Call it bait-and-switch. Obama ran on a platform that included stronger financial regulations and changes in the behavior that caused the economic collapse.

What has been the reality? Obama has filled the ranks of financial regulators and his economic advisors with Wall Street insiders. Matt Taibbi explicates:

Read the full details in Matt Taibbi’s article in Rolling Stone.  Excerpt:

Barack Obama ran for president as a man of the people, standing up to Wall Street as the global economy melted down in that fateful fall of 2008. He pushed a tax plan to soak the rich, ripped NAFTA for hurting the middle class and tore into John McCain for supporting a bankruptcy bill that sided with wealthy bankers “at the expense of hardworking Americans.” Obama may not have run to the left of Samuel Gompers or Cesar Chavez, but it’s not like you saw him on the campaign trail flanked by bankers from Citigroup and Goldman Sachs.

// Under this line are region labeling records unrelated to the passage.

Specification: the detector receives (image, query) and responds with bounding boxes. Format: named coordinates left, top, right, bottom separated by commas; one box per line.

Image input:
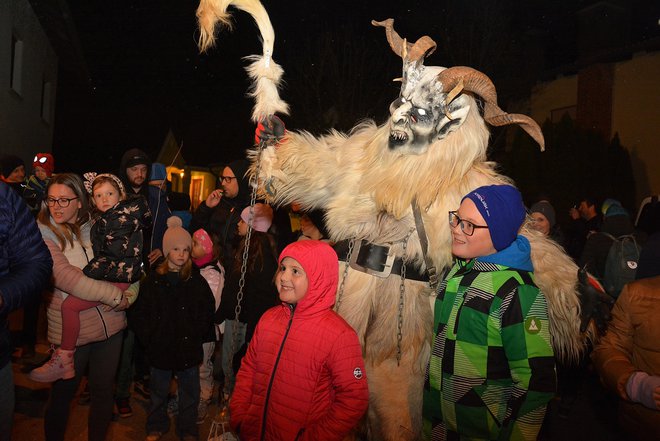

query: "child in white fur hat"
left=133, top=216, right=215, bottom=440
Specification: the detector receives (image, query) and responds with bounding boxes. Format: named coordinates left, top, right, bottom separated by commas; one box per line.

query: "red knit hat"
left=32, top=153, right=55, bottom=178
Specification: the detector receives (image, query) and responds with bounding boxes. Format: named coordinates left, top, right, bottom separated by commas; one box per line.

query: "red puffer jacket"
left=230, top=241, right=369, bottom=441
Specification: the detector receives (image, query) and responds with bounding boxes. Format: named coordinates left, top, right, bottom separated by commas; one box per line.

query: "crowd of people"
left=0, top=149, right=660, bottom=441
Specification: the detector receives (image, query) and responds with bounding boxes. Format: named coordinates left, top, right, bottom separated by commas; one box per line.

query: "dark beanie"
left=529, top=201, right=557, bottom=228
left=0, top=155, right=25, bottom=178
left=461, top=185, right=526, bottom=251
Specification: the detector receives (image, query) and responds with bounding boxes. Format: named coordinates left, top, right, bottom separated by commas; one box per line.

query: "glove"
left=254, top=115, right=286, bottom=145
left=626, top=371, right=660, bottom=410
left=578, top=268, right=614, bottom=334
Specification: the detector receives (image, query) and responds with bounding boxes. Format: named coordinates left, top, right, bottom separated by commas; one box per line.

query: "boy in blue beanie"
left=424, top=185, right=556, bottom=440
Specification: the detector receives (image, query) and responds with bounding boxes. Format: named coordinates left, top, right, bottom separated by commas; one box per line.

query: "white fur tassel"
left=197, top=0, right=289, bottom=122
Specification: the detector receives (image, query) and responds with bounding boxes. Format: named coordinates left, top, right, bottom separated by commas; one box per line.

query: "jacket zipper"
left=259, top=305, right=296, bottom=441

What inspired supporters who pushed him to his historic win was the sense that a genuine outsider was finally breaking into an exclusive club, that walls were being torn down, that things were, for lack of a better or more specific term, changing.

Then he got elected.

What’s taken place in the year since Obama won the presidency has turned out to be one of the most dramatic political about-faces in our history.